StackShareStackShare
Follow on
StackShare

Discover and share technology stacks from companies around the world.

Follow on

© 2025 StackShare. All rights reserved.

Product

  • Stacks
  • Tools
  • Feed

Company

  • About
  • Contact

Legal

  • Privacy Policy
  • Terms of Service
  1. Stackups
  2. Utilities
  3. Authentication
  4. User Management And Authentication
  5. Casbin vs Userbin

Casbin vs Userbin

OverviewComparisonAlternatives

Overview

Userbin
Userbin
Stacks0
Followers9
Votes0
Casbin
Casbin
Stacks39
Followers78
Votes0
GitHub Stars19.4K
Forks1.7K

Casbin vs Userbin: What are the differences?

Key Differences between Casbin and Userbin

Casbin and Userbin are two popular authorization libraries that offer different features and functionalities. Here are the key differences between them:

  1. Approach to Authorization: Casbin is a policy-based authorization library that uses an access control model based on policies to determine if a request should be authorized or not. It provides a flexible and extensible approach to authorization, allowing users to define their own access control models using policy rules. On the other hand, Userbin is a user-centric authorization library that focuses on user-based permissions and roles. It provides an easy-to-use and intuitive way to define permissions and roles for individual users.
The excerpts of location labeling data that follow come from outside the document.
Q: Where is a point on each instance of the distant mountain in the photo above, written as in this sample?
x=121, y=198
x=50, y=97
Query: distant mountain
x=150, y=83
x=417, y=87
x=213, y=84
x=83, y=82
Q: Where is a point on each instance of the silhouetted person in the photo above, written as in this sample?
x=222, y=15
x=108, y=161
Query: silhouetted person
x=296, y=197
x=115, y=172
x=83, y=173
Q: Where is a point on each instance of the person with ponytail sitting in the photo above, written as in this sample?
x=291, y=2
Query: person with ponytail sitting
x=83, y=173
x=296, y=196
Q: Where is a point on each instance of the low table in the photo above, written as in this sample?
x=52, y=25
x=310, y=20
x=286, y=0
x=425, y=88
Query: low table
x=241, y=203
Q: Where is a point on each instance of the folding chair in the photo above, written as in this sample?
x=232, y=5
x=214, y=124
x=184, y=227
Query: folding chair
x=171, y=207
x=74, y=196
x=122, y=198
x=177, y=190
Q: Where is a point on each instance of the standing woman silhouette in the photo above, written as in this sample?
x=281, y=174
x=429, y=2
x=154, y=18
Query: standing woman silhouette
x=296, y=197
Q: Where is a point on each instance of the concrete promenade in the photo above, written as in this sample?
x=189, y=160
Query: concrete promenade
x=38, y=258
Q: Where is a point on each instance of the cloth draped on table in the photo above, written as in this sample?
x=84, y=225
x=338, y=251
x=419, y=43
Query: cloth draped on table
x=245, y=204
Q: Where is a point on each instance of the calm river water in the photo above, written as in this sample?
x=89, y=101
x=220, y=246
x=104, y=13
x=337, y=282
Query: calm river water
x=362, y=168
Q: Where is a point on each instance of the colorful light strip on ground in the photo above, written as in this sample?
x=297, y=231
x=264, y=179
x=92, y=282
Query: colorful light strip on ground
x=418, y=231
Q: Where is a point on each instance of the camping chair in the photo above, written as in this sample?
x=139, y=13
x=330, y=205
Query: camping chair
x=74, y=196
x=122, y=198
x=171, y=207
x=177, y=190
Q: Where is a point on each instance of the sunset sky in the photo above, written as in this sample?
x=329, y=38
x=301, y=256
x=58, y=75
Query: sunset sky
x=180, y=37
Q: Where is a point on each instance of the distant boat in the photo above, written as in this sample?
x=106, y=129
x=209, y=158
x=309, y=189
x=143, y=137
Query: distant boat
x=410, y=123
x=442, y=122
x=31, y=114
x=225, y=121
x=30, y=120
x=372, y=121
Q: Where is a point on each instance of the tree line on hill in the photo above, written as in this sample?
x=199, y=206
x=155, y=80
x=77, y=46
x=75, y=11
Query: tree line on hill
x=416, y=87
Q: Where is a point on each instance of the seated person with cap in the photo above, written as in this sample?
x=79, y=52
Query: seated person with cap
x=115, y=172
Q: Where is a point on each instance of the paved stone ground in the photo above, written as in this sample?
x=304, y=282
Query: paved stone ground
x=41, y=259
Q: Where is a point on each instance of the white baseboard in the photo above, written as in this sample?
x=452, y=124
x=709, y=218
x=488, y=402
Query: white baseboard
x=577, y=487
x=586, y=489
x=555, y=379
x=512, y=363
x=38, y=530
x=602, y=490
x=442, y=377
  2. Integration with Identity Providers: Casbin has built-in support for integrating with various identity providers, such as OAuth, OpenID Connect, and LDAP. This allows users to leverage their existing identity infrastructure for authentication and authorization purposes. In contrast, Userbin provides a seamless integration with its own user management system, which includes features like user registration, authentication, and authorization, making it a self-contained solution for managing user-based permissions.

  3. Support for Multi-tenancy: Casbin supports multi-tenancy, allowing users to define separate access control policies for different tenants or organizations within an application. This is useful in scenarios where different organizations or tenants require different levels of access control. On the other hand, Userbin does not have built-in support for multi-tenancy, and it primarily focuses on managing permissions and roles at the user level.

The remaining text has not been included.